KMPDU has drafted a protest program to begin with a press briefing at Kiambu Level V Hospital at 9:30 a.m., before marching to the County Assembly and Governor’s Office.

The union says the move marks the 138th day of a strike sparked by systemic neglect and threats to clinician welfare.

“Kiambu has become a hostile county. The crisis shows in supervised deaths, illegal medical fees, media suppression, and persecution of health workers,” the union said in a Sunday notice.

At the core of the dispute is the failure to start medical internships for the 2025/2026 cohort — a decision that has intensified the crisis and fueled accusations of breach of agreement by the county health administration.

KMPDU has also blamed CoG leaders for dismissing reports of 131 newborn deaths in Kiambu hospitals as false, labeling the response as indifferent to suffering.
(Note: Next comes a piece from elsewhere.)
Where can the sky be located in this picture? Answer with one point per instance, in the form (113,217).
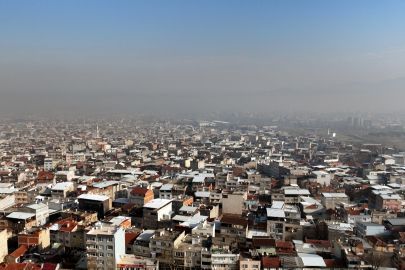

The union has called for public apologies, an independent investigation, and dissolution of the county government in extreme cases of negligence.

This tug-of-war has drawn intense criticism of county leadership. Kiambu’s health sector has borne the brunt — patients left unattended, operations deferred, and emergency services stretched thin. The public has increasingly blamed both the county and CoG for failing to protect vulnerable citizens.

Observers say the CoG meeting is a critical test of whether devolved governance structures can resolve such crises or will collapse under political and institutional pressures.

Whether this intervention prevents a protest becomes a litmus test for the government’s commitment to healthcare delivery and worker rights.